Percutaneous coronary intervention causes a rapid but transient mobilisation of CD34(+)CD45(-) cells

Abstract

Objective: Circulating CD34(+)CD45(-) cell concentrations are increased in patients with coronary artery disease, however their pathophysiological significance is unknown. We determined CD34(+)CD45(-) cell concentrations following percutaneous coronary intervention (PCI) in order to explore their role in acute vascular injury.

Methods: In a prospective time-course analysis, we quantified using flow cytometry circulating CD34(+)CD45(-) cells, traditional CD34(+)VEGFR-2(+) putative endothelial progenitor cells (EPCs), CD14(+) VEGFR(-) 2(+)Tie-2(+) angiogenic monocytes and intercellular adhesion molecule expression (CXCR-4 and CD18) in patients, before and during the first week following diagnostic angiography (n=13) or PCI (n=23). Vascular endothelial growth factor-A (VEGF-A) and C reactive protein (CRP) were quantified by ELISA.

Results: Unlike diagnostic angiography, PCI increased circulating neutrophil and CRP concentrations at 24 and 48 h, respectively (p<0.002 for both). CD34(+)CD45(-) cell concentrations were unaffected by angiography (p>0.4), but were transiently increased 6 h following PCI (median (IQR) 0.93 (0.43-1.49) vs 1.51 (0.96-2.15)×10(6) cells/L; p=0.01), returning to normal by 24 h. This occurred in the absence of any change in serum VEFG-A concentration, adhesion molecule expression on CD34(+) cells, or mobilisation of traditional EPCs or angiogenic monocytes (p>0.1 for all).

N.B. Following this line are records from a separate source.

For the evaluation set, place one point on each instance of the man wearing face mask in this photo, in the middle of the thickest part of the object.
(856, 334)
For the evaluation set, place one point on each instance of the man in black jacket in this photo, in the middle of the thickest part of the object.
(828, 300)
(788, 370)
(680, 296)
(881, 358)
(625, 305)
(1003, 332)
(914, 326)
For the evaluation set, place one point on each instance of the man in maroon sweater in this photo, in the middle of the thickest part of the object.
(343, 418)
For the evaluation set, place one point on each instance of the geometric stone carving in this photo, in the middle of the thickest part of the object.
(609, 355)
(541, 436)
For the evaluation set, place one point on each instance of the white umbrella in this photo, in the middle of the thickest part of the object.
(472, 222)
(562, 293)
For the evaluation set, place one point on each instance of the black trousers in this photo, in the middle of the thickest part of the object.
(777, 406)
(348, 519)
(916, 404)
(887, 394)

Conclusions: PCI transiently increases circulating CD34(+)CD45(-) cells, without increasing CD34(+) adhesion molecule expression or VEGF-A concentrations, suggesting that CD34(+)CD45(-) cells may be mobilised from the vessel wall directly as a result of mechanical injury. Traditional putative EPC and angiogenic monocytes are unaffected by PCI, and are unlikely to be important in the acute response to vascular injury.

Keywords: CORONARY ARTERY DISEASE.

Figure 1

Flow cytometric analysis of putative progenitor cells. Representative dot plots of negative controls and stained samples are shown in red and blue respectively. First, leucocytes were identified on the basis of their characteristic forward and side scatter profile (A). CD34-FITC (B and C) expression and the proportion of CD34⁺ events expressing CD18 (D and E) and CXCR-4 (F and G) were determined. Similarly CD133-PE⁺ (H and I), CD45-PercP⁺ (J and K), and VEGFR-2-APC⁺ (L and M) events were identified. Co-expression of surface markers was determined using Boolean principles. In separate analyses CD14-FITC⁺ events were identified (N), and those expressing Tie-2-APC and or VEGFR-2-PE were determined using quadrant analysis (O and P). Gates were set on single or unstained negative controls where appropriate.

Figure 2

Inflammatory response and CD34⁺CD45⁻ cell release following percutaneous coronary intervention (PCI). PCI rapidly but transiently mobilised CD34⁺CD45⁻ cells into the peripheral circulation, peaking at 6 h; p=0.01. Circulating concentrations had fallen back to baseline by 24 h. In contrast, the systemic inflammatory response caused by PCI was relatively prolonged, with CRP concentrations continuing to increase for at least 48 h; p=0.001. Diagnostic coronary angiography alone did not cause an inflammatory response or effect the CD34⁺CD45⁻ concentration; p>0.5 for all. Data are median and IQR.